Luis Enrique, envers et contre tout

Luis Enrique est clairement un personnage clivant dont l’attitude, notamment envers les journalistes, le comportement et les décisions controversées n’en finissent pas de secouer le cocotier du football hexagonal. Droit dans ses bottes, fidèle à ses principes (même s’il a dû en partie renoncer à certains, le football de possession qu’il souhaite mettre en place étant difficilement compatible avec les qualités naturelles de son effectif), exigeant à l’extrême (on l’a ainsi vu engueuler copieusement ses joueurs à Lyon alors que son équipe menait quatre à zéro), souvent à la limite de l’arrogance, le technicien espagnol semble totalement faire fi des nombreuses critiques à son égard et uniquement obsédé par le jeu produit par son équipe. Certains, comme Daniel Riolo, la voix majeure de l’After Foot sur RMC, qui le surnomme Géo Trouvetou et le compare à une sorte de savant fou, trouvent ses choix incompréhensibles et incohérents et l’accusent de toujours vouloir sortir un lapin de son chapeau pour avoir l’air plus malin que tout le monde (ainsi son choix de titulariser Beraldo en lieu et place de Lucas Hernandez face à la Real Sociedad, alors que le jeune Brésilien a clairement pris le bouillon à son poste de latéral gauche). D’autres considèrent qu’il ne s’agit pas du coach adéquat pour le PSG, un club qui devrait soigner sa communication, améliorer son image et chercher à arrondir les angles avec les médias. D’autres encore, dont nous faisons partie, l’admirent pour sa droiture, ses idées fortes, son intransigeance et sa faculté à absorber beaucoup de la pression qui pèse constamment sur une équipe qui ne joue jamais assez bien (quand le Real gagne avec un éventuel petit coup de pouce arbitral, on dit que c’est du classique, mais quand Paris s’impose, on entend toujours qu’il l’a fait sans convaincre ni rassurer, sempiternelle et usante rengaine des médias français). 

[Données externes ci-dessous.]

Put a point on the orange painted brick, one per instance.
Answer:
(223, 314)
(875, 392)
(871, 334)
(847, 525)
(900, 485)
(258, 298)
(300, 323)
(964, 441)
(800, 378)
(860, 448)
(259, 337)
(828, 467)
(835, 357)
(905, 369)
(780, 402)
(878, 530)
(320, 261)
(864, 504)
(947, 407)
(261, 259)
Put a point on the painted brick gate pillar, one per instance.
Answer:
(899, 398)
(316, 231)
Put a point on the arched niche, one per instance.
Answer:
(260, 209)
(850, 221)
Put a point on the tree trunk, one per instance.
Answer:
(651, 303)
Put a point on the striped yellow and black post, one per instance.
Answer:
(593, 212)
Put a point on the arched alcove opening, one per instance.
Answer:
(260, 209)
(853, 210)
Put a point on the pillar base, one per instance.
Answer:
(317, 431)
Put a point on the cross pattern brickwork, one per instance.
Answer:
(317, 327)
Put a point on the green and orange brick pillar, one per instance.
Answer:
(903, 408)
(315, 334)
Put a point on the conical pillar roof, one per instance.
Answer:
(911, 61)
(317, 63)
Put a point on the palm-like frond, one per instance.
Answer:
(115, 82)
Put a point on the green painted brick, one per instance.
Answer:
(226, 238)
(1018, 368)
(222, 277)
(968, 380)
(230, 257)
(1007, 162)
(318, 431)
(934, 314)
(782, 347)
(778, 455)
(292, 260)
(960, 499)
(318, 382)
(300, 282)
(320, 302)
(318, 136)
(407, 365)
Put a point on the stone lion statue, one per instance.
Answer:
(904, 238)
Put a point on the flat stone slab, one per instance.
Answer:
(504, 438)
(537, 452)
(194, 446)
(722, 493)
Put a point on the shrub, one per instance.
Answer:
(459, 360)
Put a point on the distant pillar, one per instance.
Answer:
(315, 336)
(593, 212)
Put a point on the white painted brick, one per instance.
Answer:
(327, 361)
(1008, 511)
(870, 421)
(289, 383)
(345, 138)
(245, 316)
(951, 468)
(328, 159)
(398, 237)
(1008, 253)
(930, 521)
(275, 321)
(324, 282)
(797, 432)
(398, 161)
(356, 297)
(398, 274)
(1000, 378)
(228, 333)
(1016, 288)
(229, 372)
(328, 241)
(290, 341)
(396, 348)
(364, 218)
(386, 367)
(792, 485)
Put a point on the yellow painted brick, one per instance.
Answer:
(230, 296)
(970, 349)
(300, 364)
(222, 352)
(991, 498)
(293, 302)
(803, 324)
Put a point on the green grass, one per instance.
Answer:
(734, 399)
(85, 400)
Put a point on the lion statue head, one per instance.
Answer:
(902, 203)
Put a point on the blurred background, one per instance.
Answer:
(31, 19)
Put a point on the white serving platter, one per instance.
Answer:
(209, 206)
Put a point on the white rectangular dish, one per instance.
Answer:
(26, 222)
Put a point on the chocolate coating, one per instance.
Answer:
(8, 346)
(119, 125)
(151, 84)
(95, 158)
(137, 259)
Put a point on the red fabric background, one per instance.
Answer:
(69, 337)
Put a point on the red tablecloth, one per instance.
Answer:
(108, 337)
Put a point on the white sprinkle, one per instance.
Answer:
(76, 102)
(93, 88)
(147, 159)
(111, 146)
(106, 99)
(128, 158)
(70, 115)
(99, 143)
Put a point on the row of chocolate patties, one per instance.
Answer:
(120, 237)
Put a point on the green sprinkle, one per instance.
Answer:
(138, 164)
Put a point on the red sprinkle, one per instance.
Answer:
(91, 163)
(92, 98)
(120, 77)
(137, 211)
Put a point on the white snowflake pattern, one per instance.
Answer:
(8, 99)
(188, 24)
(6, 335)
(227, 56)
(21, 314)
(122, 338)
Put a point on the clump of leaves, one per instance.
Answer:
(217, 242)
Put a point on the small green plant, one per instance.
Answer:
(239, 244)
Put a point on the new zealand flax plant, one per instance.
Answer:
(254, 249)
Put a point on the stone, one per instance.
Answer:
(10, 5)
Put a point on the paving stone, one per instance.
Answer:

Disons-le tout net, le travail effectué par Luis Enrique depuis son arrivée sur le banc parisien est en tous points remarquable et tranche avec le pénible intérim assuré par ses prédécesseurs Pocchetino et Galtier. Il est arrivé à la tête d’un club qui venait de perdre coup sur coup Messi, Neymar et Verratti et qui avait engagé un bras de fer contractuel avec sa grande vedette Mbappé. On a vu des contextes nettement plus favorables pour débarquer au sein d’un club, mais l’Espagnol s’est lancé avec envie et conviction dans l’opération reconstruction (et non séduction, car au fond il s’en fiche éperdument de séduire et le fait de plaire ne l’intéresse que moyennement). Pourtant, les critiques n’ont pas tardé à fuser, et ce dès après le premier match de championnat contre Lorient. C’était donc ça, la patte Luis Enrique ? Un jeu fondé sur la possession pour la possession, le contrôle pour le contrôle, dénué de la moindre étincelle et de la moindre accélération, un football hispanisant jusqu’à la caricature, ennuyeux, rébarbatif, soporifique au possible ? Après ce triste match nul stérile, l’entraîneur parisien se dit pourtant satisfait du contenu. Premier contre-pied, bien d’autres suivront. Vient ensuite la déroute à Newcastle en Champions League, attribuée en grande partie à l’Espagnol qui reste fidèle à son 4-2-4 suicidaire face à la férocité et l’engagement physique des Magpies. Une fois encore, Luis Enrique maintient face à la presse qu’il a eu raison de ne pas changer de système en cours de match, alors que toute l’évidence des faits est contre lui. Cette manière constante de nier la réalité agace furieusement mais braque les projecteurs sur sa personne pendant que son équipe peut tranquillement continuer sa progression et assimiler ses principes. Il y a du Mourinho dans cette façon d’accaparer la lumière pour laisser respirer ses joueurs, et du Bielsa aussi, dans cette forme d’autisme assumé, de communication à œillères, d’obsession absolue pour le rectangle vert.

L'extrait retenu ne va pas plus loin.